Arbeiten bis zum 69. Lebensjahr – egal wo, ob in der Intensivpflege, in einer Eisengießerei oder auf dem Bau. Diese Forderung der Unternehmerverbände haben sich in der vergangenen Woche die Wirtschaftsinstitute DIW, Ifo Institut, IFW und IHW in ihrer Studie „Gemeinschaftsdiagnose – Pandemie verzögert Aufschwung, Demographie bremst Wachstum“ zu eigen gemacht.
Neben dem altbekannten Argument des demographischen Wandels führten die Wirtschaftswissenschaftler hier die Pandemie als Begründung für weitere De-facto-Rentenkürzungen ins Feld. Im Vorwort der vom Bundeswirtschaftsministerium in Auftrag gegebenen Studie liest sich dies wie folgt: „Die öffentlichen Haushalte dürften durch die anhaltenden Belastungen im Zuge der Corona-Pandemie in diesem Jahr ein Defizit aufweisen, das mit 159 Mrd. Euro sogar noch etwas höher ausfällt als im vergangenen Jahr. In Relation zum Bruttoinlandsprodukt dürfte das gesamtstaatliche Budgetdefizit in diesem Jahr mit 4,5 Prozent in etwa konstant bleiben und im kommenden Jahr auf 1,6 Prozent deutlich zurückgehen. Nach der Bewältigung der Corona-Krise wird die Wirtschaftspolitik vor der Herausforderung stehen, die Staatsfinanzen wieder auf eine solide Basis zu stellen. Dabei ist angesichts der Demografie vor allem die Rentenversicherung in den Blick zu nehmen. Eine Erhöhung des Renteneintrittsalters würde die Staatsfinanzen gleichzeitig ein- und ausgabeseitig stützen.“
Was hier auf den ersten Blick als scheinbar seriöse Forschung daherkommt, ist bei genauerem Hinsehen ein Versuch, der aktuellen Krisenstrategie der Herrschenden einen wissenschaftlichen Anstrich zu verpassen. So soll die Finanzierung der Krisenlasten und der Pandemiefolgen durch die Lohnabhängigen als alternativlos erscheinen.
Dabei ist der Ruf nach einer weiteren Anhebung des Renteneintrittsalters weder besonders originell noch neu. Bereits 2019 wurde die Rente ab 69 vom Unternehmerverband BDA gefordert. Damals, vor dem Ausbruch der Pandemie, musste eine höhere Lebenserwartung als zentrales Argument für den Rentenklau herhalten.
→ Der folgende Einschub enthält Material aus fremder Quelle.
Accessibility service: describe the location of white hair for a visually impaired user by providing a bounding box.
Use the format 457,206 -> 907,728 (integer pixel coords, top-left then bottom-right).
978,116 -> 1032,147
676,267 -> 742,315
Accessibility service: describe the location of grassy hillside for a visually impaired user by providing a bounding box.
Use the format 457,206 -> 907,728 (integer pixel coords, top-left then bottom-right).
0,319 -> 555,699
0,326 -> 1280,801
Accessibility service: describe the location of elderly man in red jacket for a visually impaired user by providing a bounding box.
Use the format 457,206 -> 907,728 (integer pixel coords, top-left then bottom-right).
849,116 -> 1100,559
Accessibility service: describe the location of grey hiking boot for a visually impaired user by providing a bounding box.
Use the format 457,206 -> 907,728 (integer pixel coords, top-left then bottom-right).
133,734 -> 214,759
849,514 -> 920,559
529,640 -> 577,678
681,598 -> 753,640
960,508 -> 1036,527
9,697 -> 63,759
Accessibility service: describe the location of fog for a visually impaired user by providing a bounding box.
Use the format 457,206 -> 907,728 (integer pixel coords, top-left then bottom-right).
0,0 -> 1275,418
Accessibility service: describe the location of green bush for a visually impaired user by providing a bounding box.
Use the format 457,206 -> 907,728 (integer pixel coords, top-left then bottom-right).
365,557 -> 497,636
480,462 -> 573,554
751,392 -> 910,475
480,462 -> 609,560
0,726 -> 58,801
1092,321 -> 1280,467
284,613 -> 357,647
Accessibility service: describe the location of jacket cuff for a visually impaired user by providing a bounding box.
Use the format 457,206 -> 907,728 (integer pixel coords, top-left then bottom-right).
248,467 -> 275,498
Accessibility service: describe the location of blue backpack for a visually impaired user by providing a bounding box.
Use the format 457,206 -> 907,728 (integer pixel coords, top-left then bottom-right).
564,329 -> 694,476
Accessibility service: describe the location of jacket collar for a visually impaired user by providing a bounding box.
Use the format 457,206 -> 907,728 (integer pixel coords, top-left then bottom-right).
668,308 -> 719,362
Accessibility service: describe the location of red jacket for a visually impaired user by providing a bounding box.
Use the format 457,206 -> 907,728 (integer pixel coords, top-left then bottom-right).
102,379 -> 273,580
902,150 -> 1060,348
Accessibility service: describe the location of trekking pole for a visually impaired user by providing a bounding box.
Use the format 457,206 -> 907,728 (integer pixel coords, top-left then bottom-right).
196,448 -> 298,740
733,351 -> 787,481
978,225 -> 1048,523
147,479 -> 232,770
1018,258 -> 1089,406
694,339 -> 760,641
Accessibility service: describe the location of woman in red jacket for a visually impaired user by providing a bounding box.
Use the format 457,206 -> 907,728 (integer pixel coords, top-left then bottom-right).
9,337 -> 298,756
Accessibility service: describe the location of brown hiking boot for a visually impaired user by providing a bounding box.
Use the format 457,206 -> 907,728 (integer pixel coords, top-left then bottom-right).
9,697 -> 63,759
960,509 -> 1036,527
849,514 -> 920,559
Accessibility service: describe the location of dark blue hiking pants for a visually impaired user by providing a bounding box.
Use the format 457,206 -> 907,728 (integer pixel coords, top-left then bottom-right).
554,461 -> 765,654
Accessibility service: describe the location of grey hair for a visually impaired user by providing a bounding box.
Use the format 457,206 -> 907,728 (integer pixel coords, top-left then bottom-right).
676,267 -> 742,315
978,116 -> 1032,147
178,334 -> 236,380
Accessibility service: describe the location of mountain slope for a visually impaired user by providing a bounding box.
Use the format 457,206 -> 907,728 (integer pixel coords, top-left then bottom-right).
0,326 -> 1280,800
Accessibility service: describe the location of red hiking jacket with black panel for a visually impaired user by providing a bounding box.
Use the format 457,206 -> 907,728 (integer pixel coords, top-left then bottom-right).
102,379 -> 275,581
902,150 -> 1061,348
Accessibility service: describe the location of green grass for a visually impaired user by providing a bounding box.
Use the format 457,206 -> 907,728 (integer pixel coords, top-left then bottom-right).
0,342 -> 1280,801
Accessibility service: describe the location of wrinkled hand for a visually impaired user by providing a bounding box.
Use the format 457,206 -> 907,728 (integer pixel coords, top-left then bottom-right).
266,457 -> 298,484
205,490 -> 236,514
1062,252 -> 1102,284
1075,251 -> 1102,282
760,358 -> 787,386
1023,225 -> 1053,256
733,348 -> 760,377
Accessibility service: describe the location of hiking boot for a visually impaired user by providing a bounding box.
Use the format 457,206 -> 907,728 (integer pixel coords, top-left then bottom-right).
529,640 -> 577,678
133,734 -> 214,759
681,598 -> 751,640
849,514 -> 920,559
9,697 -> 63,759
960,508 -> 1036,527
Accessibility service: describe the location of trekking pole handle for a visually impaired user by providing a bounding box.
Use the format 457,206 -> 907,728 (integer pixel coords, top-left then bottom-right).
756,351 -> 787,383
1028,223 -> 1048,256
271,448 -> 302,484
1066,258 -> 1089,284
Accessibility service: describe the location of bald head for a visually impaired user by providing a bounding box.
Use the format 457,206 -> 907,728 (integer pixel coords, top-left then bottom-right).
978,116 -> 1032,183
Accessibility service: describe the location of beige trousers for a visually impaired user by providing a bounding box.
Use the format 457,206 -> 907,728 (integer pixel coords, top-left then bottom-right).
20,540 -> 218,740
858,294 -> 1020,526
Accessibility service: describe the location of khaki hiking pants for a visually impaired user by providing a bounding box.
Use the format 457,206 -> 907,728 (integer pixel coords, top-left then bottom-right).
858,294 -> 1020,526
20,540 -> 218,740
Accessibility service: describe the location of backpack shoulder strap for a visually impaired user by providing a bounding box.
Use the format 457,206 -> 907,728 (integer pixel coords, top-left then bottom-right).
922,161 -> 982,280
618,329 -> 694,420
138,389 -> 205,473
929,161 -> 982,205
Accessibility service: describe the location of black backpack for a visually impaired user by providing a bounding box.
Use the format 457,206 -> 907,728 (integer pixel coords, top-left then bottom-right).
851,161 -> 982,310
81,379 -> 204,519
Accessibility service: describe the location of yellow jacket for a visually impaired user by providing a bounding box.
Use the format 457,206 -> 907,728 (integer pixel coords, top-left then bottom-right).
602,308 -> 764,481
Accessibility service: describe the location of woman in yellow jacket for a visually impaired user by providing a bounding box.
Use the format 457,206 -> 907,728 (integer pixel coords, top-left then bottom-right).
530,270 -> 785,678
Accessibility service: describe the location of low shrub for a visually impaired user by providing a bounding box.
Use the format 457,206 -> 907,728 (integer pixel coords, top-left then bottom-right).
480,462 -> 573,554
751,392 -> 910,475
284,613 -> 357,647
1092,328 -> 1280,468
Die gleiche Argumentation findet sich in der aktuellen Debatte wieder und liest sich in der „Frankfurter Rundschau“ wie folgt: „Immer mehr Menschen gehen in Rente, gleichzeitig kommen weniger Menschen auf den Arbeitsmarkt nach. In den kommenden Jahren erreichen die geburtenstarken Jahrgänge das Rentenalter. Künftig verlassen nach Berechnung der Fachleute pro Jahr etwa 400.000 mehr Menschen den Arbeitsmarkt als nachrücken.“
Mit der gleichen Argumentation könnte man auch die abenteuerliche These begründen, dass mit dem massiven Rückgang der Beschäftigtenzahlen in der Landwirtschaft seit den 1950er Jahren die Versorgungslage mit Nahrungsmitteln in Deutschland stark gefährdet sei. Bei der Erzeugung landwirtschaftlicher Produkte ist aber selbstverständlich nicht die Demographie der entscheidende Faktor, sondern die Produktivität. Ähnlich verhält es sich bei der Rente. Nicht das Verhältnis zwischen Einzahlern und Rentnern, sondern die Produktivität einer Volkswirtschaft hat den entscheidenden Einfluss auf das Rentenniveau. Denn wenn die Größe des Kuchens schneller wächst als die Anzahl der Esser, werden auch die Kuchenstücke größer.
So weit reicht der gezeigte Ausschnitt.